就在这时候,沙瓦尔和艾蒂安那一组人也跑到了罐笼站。他们看见罐笼升上去了,然后急忙跑过来,不得不马上又退回去。井壁最后一次塌落下来。竖井堵死了,罐笼再也下不来了,沙瓦尔声嘶力竭地破口大骂。卡特琳呜咽着,他们一共有二十多人,难道他们就这样被可恶的工头丢在里面了?老穆克不慌不忙地把“战斗”牵回来,他仍然拉着辔头,水已没到大腿。马和老人看见洪水迅速上涨,都吓呆了,艾蒂安咬着牙一句话不说,用两臂把卡特琳托起来。二十个人对着上面仰面吼叫,痴痴望着竖井,这个塌落后的窟窿泻下一道江河,他们再也不能从那里得到援救了。

丹萨尔刚到了井上,一走出罐笼,就看到内格尔跑来。

本来,那天早晨埃纳博太太一起来就把他留下,要他看看物品样本,好选购定礼。可是现在已经十点钟了。

“喂!到底出了什么事?”内格尔老远就喊道。“矿井完蛋了,”总工头回答。

丹萨尔惊魂未定地叙述了发生不幸的经过,工程师难以置信地耸了耸肩膀,不至于吧,未免有些言过其实!井壁怎么会这样就坏了呢?需要去看一看。“井底下没有丢下人吧?”

丹萨尔立即慌乱起来。是的,里面一个人也没丢下,至少他希望如此。但是,也可能会有没来得及赶上的工人。

“笨蛋,那么你为什么上来了?怎么能丢下自己的人不管!”他马上命令查点安全灯。早晨一共发出去三百二十二盏安全灯,现在只收回了二百五十五盏,尽管有几个工人承认他们在慌乱的拥挤中把灯丢在下面了。他们设法点了一次名,因为有一些矿工跑开了,另一些听不到叫他们的名字,但是根本不可能得出确切的数目,因此究竟缺多少同伴,众说纷纭,可能有二十个,也许是四十个。工程师伏身在井口上从哗哗的水声中隐约分辨出有人在塌落的壁板下面喊叫,他可以肯定下面一定有人。派人去找埃纳博先生是内格尔首先要作的,然后把矿封锁起来。
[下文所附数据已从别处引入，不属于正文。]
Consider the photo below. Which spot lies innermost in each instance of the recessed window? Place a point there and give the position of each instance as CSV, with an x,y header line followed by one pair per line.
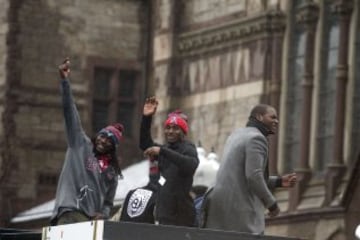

但是已经太晚了,矿工们跑回二四〇矿工村,像被井壁崩裂的声音追赶似地,他们吓坏了很多人家,老人和小孩子一群一群的女人、哭哭啼啼地从矿工村奔来。必须把他们拦住,工头们排成一排,负责拦挡他们,不然他们会碍事。很多刚上来的工人连衣服也忘了换,仍然呆呆地留在那里,吓得好像被钉在那个差一点把他们埋在里边的令人恐怖的黑洞前面。女人们一窝蜂似地把他们围起来,询问他们,央求他们,向他们打听人。这一个在里面吗?那一个吗?另外一个上来了吗?他们不知道,吞吞吐吐地说不上来,作着激烈的手势,浑身打着冷战,好像要把留在眼前的可怕的幻影赶走。人群还在迅速地增加着,大路上叫声连天。这时候,在长命老避风的小屋里,在矸子堆上,席地坐着一个人——苏瓦林,仍然在那里望着,他还没有走开。

女人们哽咽地喊道:“说出都有谁呀?说出都有谁呀?”

内格尔只露了一下面,说了这样几句话:“一知道姓名我们马上就发表。但并不是没有一点希望了,所有的人都要救出来……我亲自下去。”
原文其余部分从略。